According to early studies, fenugreek may help:

  • Controlling your appetite: Some studies show that cutting back on fat and hunger can help. In one 14-day study, people who took part naturally cut their overall fat intake by 17%.
  • Cholesterol levels: There is some evidence that fenugreek can lower cholesterol and triglyceride levels.
  • Chronic heartburn: In an older two-week test study, fenugreek helped people with chronic heartburn feel better. As a result, it had the same benefits as antacids.
  • Inflammation: Research has shown that this plant can effectively reduce inflammation in rats and mice. Further study is necessary to confirm this effect in humans.

Some reviews and informal reports from traditional medicine also say that fenugreek can help speed up the metabolism, ease digestive problems, and treat a wide range of other health problems.

How to use fenugreek

Many products contain fenugreek. Each supplement has a different suggested amount due to its unique manufacturing process. There is no one amount that is best.

Also, the dose may be different based on what you want to achieve.

Most studies looked at testosterone use between 250 mg and 600 mg of fenugreek powder. Studies examining breast milk production typically utilize a dosage of 1 to 6 grams of fenugreek powder.

Researchers in other fields have used far higher amounts.
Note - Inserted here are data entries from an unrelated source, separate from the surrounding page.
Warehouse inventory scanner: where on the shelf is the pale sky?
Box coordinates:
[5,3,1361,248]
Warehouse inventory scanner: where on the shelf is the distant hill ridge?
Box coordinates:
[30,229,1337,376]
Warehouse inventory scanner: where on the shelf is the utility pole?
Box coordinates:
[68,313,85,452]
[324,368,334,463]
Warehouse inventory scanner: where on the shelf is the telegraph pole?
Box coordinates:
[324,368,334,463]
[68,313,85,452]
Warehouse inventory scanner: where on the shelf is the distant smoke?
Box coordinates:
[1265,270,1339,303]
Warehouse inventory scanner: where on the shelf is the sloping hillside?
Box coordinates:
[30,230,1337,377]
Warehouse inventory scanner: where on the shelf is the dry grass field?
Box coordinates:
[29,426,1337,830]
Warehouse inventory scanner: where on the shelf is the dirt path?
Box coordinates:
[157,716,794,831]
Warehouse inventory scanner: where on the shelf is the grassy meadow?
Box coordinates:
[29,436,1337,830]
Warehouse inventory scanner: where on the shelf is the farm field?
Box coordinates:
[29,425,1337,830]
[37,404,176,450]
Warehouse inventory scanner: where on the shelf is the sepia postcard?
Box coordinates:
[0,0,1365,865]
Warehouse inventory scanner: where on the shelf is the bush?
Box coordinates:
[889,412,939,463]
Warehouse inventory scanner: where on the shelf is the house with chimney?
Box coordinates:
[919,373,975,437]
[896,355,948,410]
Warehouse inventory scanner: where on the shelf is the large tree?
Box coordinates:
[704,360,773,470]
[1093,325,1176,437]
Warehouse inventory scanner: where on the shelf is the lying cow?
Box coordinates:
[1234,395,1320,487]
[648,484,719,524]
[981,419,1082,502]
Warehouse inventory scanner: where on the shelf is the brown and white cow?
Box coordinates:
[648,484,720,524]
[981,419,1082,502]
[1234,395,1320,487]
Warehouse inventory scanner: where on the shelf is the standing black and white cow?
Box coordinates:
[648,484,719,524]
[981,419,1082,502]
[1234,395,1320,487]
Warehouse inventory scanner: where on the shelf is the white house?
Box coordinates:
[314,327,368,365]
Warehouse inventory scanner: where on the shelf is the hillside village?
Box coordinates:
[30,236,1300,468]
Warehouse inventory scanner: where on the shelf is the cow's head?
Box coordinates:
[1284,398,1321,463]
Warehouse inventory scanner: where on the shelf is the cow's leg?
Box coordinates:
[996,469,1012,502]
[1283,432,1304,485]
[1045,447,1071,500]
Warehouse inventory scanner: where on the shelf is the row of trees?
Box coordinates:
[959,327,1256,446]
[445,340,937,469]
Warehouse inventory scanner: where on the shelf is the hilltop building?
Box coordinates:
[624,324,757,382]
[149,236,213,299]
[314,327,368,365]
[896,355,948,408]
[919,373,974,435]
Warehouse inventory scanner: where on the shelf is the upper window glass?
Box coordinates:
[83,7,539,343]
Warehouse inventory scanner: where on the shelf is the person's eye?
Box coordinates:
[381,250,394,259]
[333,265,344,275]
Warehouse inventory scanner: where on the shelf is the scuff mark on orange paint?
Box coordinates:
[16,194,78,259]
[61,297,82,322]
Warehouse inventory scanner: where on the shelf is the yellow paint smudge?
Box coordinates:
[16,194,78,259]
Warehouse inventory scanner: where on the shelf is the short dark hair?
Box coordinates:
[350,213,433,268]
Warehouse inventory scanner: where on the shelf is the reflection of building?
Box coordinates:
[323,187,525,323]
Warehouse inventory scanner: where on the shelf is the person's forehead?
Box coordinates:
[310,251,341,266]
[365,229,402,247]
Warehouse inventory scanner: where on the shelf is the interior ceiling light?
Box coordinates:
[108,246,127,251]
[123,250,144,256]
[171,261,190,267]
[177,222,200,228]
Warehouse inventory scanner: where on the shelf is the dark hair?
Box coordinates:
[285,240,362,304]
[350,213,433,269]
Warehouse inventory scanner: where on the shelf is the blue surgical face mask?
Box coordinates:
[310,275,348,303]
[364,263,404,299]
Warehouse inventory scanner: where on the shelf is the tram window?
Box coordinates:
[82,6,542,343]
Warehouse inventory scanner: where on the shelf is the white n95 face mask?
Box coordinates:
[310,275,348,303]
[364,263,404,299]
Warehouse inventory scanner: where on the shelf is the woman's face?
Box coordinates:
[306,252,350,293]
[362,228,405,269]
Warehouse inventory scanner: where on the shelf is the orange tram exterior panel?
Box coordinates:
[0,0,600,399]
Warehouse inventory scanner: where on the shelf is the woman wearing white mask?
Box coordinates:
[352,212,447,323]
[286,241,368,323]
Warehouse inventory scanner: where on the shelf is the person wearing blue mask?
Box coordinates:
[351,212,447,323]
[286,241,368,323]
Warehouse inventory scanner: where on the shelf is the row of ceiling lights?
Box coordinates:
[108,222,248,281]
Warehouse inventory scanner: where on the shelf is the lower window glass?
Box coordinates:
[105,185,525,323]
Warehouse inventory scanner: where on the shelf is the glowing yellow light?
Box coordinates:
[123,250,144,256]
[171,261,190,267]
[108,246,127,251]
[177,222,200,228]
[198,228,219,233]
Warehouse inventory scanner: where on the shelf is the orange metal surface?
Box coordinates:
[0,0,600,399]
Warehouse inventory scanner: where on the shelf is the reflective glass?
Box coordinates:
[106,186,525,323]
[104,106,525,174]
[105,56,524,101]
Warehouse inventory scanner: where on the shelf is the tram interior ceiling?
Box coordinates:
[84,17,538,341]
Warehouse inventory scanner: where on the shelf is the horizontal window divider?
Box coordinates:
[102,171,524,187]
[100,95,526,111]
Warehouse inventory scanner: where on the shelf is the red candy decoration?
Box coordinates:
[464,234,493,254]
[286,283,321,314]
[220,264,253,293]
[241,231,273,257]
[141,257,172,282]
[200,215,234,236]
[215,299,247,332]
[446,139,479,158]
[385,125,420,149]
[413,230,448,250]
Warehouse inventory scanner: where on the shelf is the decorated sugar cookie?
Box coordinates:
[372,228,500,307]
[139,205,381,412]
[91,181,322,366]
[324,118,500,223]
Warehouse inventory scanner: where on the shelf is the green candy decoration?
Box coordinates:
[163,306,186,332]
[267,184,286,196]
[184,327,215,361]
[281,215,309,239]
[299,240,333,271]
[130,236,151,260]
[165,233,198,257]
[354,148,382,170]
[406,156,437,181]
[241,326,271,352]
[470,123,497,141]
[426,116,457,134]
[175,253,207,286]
In fact, research on how fenugreek lowers cholesterol and blood sugar suggests that amounts between 5 and 25 g may work best.

Generally, you should take supplements either before or after a meal. This plant can help keep your blood sugar in check, so it might be best to eat it with your food that has the most carbs.

Always follow the instructions on the box for how much to take. If you’re not sure, talk to a medical provider.

Safety and side effects

Most people should be fine with fenugreek

However, as with most supplements, there have been reports of less serious side effects like diarrhea and indigestion.

Some people may also lose their appetite, which could be bad if you have an eating problem or are trying to put on weight.

Some people also say that when they boost, they get a strange, slightly sweet body odor, but this has not been proven.

Some people also say that when they boost, they get a strange, slightly sweet body odor, but this has not been proven.

Only those who are not diabetic or who are taking other vitamins that also lower blood sugar should use fenugreek.

Studies on animals show that very high amounts have many bad effects, such as DNA damage, less fertility, neurological problems, and a higher risk of miscarriage.

Some experts are worried about people taking fenugreek supplements, even though most of these side effects haven’t been proven in humans and the doses used are very high.

First, it’s always a good idea to talk to a doctor about taking a new supplement. The most important thing is to make sure you’re taking the right amount.

The bottom line

Alternative health has long used this unique herb. According to the data that is available, fenugreek can help lower blood sugar, raise testosterone levels, and make breastfeeding women produce more milk.

Fenugreek may also help control your appetite, lower your cholesterol, and lower inflammation, but these claims need more study.